Python is great for a lot of things in computational linguistics, but there are times when you run into a dead end.
Let's look at tokenization - the segmentation of text into words, or tokens.
As an example, the expected tokenization of the string "Hello,
World!"
would in most cases be ['Hello', ',', 'World', '!']
. That's
what you get if you, for example, define a token as "a sequence of
alphanumeric characters or any other single non-whitespace
character".
import re
token = re.compile(r"\w+|\S")
Let's try it out:
>>> s = "Hello, World!"
>>> token.findall(s)
['Hello', ',', 'World', '!']
Excellent!
You can get a long way with this approach, but sometimes it is easier
to define what separates the tokens, and chop up the text based on
that. Let's say a sequence of whitespace characters is always a
separator. Piece of cake! We can use str.split()
for that.
>>> s.split()
['Hello,', 'World!']
But wait, we wanted to cut off the punctuation characters, right? So
another boundary is the empty string that precedes the comma and the
exclamation point. str.split
can't do that, so let's go back to the
re
toolbox. First a direct translation of the str.split
call:
>>> sep = re.compile(r"\s+")
>>> sep.split(s)
['Hello,', 'World!']
To match that empty string before punctuation characters, a fairly simple lookahead assertion comes in handy.
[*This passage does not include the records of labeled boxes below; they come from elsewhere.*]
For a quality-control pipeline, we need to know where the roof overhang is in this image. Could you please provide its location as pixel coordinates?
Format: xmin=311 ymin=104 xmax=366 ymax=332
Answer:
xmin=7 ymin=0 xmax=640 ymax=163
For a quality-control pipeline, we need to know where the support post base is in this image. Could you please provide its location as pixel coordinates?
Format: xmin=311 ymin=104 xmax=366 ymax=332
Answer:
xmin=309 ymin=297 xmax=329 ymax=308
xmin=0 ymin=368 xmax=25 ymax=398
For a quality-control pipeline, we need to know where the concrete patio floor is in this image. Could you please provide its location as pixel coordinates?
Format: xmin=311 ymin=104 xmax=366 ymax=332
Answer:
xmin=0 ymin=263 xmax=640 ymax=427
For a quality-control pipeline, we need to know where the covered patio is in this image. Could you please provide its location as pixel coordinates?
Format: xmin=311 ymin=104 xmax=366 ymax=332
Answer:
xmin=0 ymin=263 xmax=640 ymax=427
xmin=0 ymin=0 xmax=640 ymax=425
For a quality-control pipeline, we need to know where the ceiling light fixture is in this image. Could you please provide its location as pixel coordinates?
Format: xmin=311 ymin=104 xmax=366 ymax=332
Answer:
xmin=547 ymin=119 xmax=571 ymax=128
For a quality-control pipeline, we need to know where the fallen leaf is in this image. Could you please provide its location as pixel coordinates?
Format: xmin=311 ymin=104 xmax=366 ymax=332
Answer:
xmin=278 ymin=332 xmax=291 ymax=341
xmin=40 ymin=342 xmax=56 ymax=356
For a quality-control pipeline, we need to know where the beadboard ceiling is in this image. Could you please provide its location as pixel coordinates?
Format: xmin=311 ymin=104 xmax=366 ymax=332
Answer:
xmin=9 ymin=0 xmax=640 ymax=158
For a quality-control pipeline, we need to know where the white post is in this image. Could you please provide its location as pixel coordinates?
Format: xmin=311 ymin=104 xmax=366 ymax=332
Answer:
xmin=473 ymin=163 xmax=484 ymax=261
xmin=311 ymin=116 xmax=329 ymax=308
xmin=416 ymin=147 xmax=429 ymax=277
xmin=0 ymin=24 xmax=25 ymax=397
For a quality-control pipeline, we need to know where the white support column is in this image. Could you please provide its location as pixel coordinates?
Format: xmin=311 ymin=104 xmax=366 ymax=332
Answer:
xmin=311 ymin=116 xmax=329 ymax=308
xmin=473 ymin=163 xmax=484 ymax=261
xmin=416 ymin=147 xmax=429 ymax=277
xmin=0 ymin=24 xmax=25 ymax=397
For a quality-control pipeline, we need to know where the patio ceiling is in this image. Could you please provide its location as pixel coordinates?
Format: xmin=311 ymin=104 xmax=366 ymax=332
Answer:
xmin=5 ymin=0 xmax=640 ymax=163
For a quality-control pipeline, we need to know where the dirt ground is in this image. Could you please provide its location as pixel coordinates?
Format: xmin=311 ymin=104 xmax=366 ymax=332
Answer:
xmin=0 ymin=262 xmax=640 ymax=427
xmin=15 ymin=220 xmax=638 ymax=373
>>> sep = re.compile(r"\s+|(?=[,!])")
If you're not familiar with lookahead assertions, this pattern matches "a sequence of one or more whitespace characters or an empty string (but only if that empty string is followed by a comma or an exclamation point)". So let's try it out:
>>> sep.split(s)
['Hello,', 'World!']
What now? That didn't change the result a bit. So is there something wrong with the regular expression?
>>> len(sep.findall(s))
3
There are three matches. Let's se where they are, just to be sure:
>>> sep.sub("-", s)
'Hello-,-World-!'
Okay, so the separators are there, but two of them are silently ignored
by split
. How rude.
I'm not sure why, but this is simply how split
was designed. Zero-length
matches are always skipped when searching for separators to split the
string by. Try the minimal example:
>>> re.sub(r"", "-", "foo")
'-f-o-o-'
>>> re.split(r"", "foo")
['foo']
Four matches, but no split.
I can't think of a use case where you'd simply want to split by the
empty string. str.split
will even raise a ValueError
if you try,
but with regular expressions, you have both explicit assertions like
above, and special zero-width assertion metacharacters like $
and
\b
. There are definitely use cases for these and it's awkward that
the re
module limits their use.
I'll see if I can't patch this up somehow.